In Europe, monitoring of SO2 and NOx has occurred since the late 1970s, and
beginning in the 1980s Europe has been able to estimate the SO2 and NOx pollution
budgets for most countries. Pollution budgets demonstrate whether and to what
extent a country is a net importer or exporter of air pollution.
In response to the problem of acid deposition, the U.N. Economic Commission
for Europe convened negotiations to develop the 1979 Convention on Long-Range
Transboundary Air Pollution (the LRTAP Convention), 18 I.L.M. 1442 (1979) which
entered into force on March 16, 1983. Parties to the agreement include most
European countries, as well as Canada and the United States.
LRTAP was the first environmental treaty signed by both the East and West,
and may even have assisted in reducing Cold War tensions in Europe.
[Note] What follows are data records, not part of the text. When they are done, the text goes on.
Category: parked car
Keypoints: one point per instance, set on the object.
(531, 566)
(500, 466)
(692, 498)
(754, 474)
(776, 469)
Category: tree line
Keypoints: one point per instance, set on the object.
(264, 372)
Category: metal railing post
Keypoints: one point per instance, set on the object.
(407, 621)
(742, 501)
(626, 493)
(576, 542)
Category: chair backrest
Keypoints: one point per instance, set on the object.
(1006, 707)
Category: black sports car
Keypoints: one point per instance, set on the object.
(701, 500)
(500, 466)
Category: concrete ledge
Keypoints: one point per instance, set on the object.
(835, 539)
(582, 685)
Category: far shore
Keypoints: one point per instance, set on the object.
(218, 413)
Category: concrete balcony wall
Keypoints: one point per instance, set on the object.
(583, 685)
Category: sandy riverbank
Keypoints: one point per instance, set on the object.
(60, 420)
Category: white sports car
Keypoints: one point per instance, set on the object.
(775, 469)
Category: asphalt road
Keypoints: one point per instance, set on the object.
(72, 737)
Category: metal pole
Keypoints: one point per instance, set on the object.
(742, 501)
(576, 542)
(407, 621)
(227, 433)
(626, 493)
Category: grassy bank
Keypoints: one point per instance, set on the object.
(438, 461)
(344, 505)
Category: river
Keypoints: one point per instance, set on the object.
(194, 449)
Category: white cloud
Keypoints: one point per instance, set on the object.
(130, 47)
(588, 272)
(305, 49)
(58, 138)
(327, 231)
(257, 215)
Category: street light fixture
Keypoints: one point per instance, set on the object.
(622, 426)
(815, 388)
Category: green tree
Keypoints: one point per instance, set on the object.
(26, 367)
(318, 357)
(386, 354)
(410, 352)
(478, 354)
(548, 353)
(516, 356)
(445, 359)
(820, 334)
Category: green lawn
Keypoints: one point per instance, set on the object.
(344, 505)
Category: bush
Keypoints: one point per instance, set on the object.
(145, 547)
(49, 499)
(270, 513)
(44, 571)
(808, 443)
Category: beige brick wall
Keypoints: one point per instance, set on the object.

Through
its definition of "air pollution," LRTAP was also one of the first
pollution related treaties that extended its protection beyond direct human
health impacts to ecosystems. The LRTAP Convention applies to all "long
range transboundary air pollution" defined in part based on whether sources
are so distant "that it is not generally possible to distinguish the contribution
of individual emission sources or groups of sources."
If LRTAP were being negotiated today we would label it a "framework" convention. On its face it has relatively weak and general substantive standards, but it arranges for scientific cooperation and coordination; institutionalizes consultation and information exchange between Parties; and perhaps most importantly establishes a cooperative program for monitoring and evaluating air pollutants in Europe (EMEP). Due in large part to the ongoing advances in scientific understanding of air pollutants made through the EMEP program, the UNECE has returned continually to the LRTAP as a framework for the negotiations of specific protocols.